Дополнительной иллюстрацией к творившемуся тогда безумию могут служить следующие факты. В мае 1915 года приказ по XVIII армейскому корпусу предписывал «гнать евреев в сторону неприятеля», а осенью того же года градоначальником Слуцка было строго запрещено передвижение евреев по дорогам, ведущим на запад.
Железнодорожный паралич
В Могилёве, где на тот момент находилась Ставка, были выгружены несколько эшелонов беженцев-евреев в количестве до 6000 человек. Им надлежало следовать на левый берег Днепра. Военное командование не допускало их пребывания в городской черте. Для дальнейшей эвакуации было собрано множество крестьянских подвод. Однако они в течение двух следующих дней бесцельно простаивали на улицах и площадях города. Евреи же слонялись по городу и не спешили приступать к погрузке. Вице-губернатор сумел начать её лишь серьёзным ужесточением условий отправки, дав беженцам на сборы не более трёх часов. Вскоре ряд подвод уже следовал через мост в заднепровское предместье Могилёва, Луполово. При этом в городе остались заложники из числа евреев, позднее ходатайствовавшие о своём освобождении.
Неимущим беженцам действительно полагался бесплатный проезд по железной дороге по проходным свидетельствам, но сами они порой стоили денег выдворяемым.

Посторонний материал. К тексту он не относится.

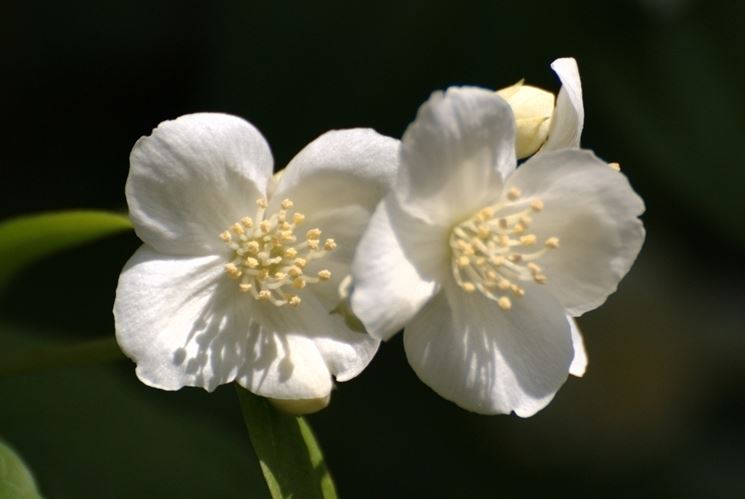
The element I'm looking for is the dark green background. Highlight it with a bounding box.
[2,0,744,497]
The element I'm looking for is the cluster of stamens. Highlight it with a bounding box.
[219,198,335,307]
[449,187,560,311]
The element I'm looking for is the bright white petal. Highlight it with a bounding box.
[507,149,645,315]
[398,87,514,225]
[114,246,373,399]
[543,58,584,151]
[127,113,274,256]
[404,281,573,416]
[568,316,587,377]
[273,128,398,208]
[350,197,446,341]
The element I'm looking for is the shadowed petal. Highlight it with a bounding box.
[351,197,446,340]
[404,281,573,416]
[115,246,374,399]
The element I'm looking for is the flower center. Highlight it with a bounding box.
[219,197,335,307]
[449,187,559,310]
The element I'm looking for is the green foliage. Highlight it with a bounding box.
[0,211,132,292]
[237,387,337,499]
[0,440,43,499]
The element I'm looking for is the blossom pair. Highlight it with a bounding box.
[114,58,645,416]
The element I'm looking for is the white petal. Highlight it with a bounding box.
[507,149,645,315]
[272,128,398,207]
[114,245,231,391]
[350,197,446,341]
[259,291,380,385]
[115,246,375,399]
[404,282,573,416]
[568,316,587,377]
[543,58,584,151]
[127,113,274,256]
[397,87,514,225]
[268,129,400,309]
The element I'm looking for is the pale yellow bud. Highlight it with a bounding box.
[269,394,331,415]
[496,81,555,159]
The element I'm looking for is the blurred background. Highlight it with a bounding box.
[2,0,744,497]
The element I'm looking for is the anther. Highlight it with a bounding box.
[224,263,241,277]
[490,255,505,266]
[507,187,522,201]
[462,282,476,293]
[527,262,542,274]
[497,296,512,310]
[457,255,470,267]
[545,237,560,249]
[520,234,537,246]
[530,199,544,212]
[220,198,335,308]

В Новой Александрии Люблинской губернии, например, за получение документа взимали по 30–50 копеек.
Весной 1915 года ряд военных неудач действующей армии на Юго-Западном фронте вынудил её к отходу из западных губерний. Вкупе с эвакуацией их населения «Великое отступление» резко затруднило работу транспортной сети. В декабре 1915 года начальник штаба Ставки генерал М. В. Алексеев признавал:
«Производившееся в августе и сентябре выселение мирного населения и последовавшая затем перевозка его вглубь империи совершенно расстроила железнодорожный транспорт…».

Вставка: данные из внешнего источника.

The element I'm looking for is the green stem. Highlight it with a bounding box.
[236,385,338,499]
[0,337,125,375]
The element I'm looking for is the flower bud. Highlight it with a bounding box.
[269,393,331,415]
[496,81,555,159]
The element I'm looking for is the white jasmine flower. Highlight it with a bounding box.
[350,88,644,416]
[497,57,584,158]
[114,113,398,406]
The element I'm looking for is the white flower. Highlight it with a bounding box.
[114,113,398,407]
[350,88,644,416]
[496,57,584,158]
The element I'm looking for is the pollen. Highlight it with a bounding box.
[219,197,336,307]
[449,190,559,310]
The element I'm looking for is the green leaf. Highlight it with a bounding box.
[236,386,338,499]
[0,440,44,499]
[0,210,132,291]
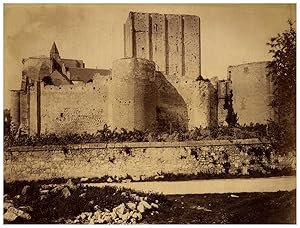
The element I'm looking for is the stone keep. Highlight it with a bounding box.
[124,12,201,80]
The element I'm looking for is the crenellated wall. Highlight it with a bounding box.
[124,12,201,80]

Сеть коммуникаций действительно функционировала на пределе возможностей. В ней возникали тромбы из составов с беженцами, порой приобретавшие черты локальной гуманитарной катастрофы. Например, в сентябре 1915 года в районе станции Речица скопилось порядка 58 поездов с 64 тысячами пассажиров-беженцев. Для их пропитания в экстренном порядке требовалось выпечь не менее 3150 пудов хлеба. У властей Речицы, уже едва обеспечивающих проживание нескольких тысяч переселенцев, не было даже теоретической возможности для этого. Северо-западнее, в привокзальных районах от Бобруйска до Минска, более 75 тысячам человек переставали выдавать продовольствие. Беженцы питались полусырым картофелем. Как следствие, к концу года только на станции Минск было погребено 1893 беженца.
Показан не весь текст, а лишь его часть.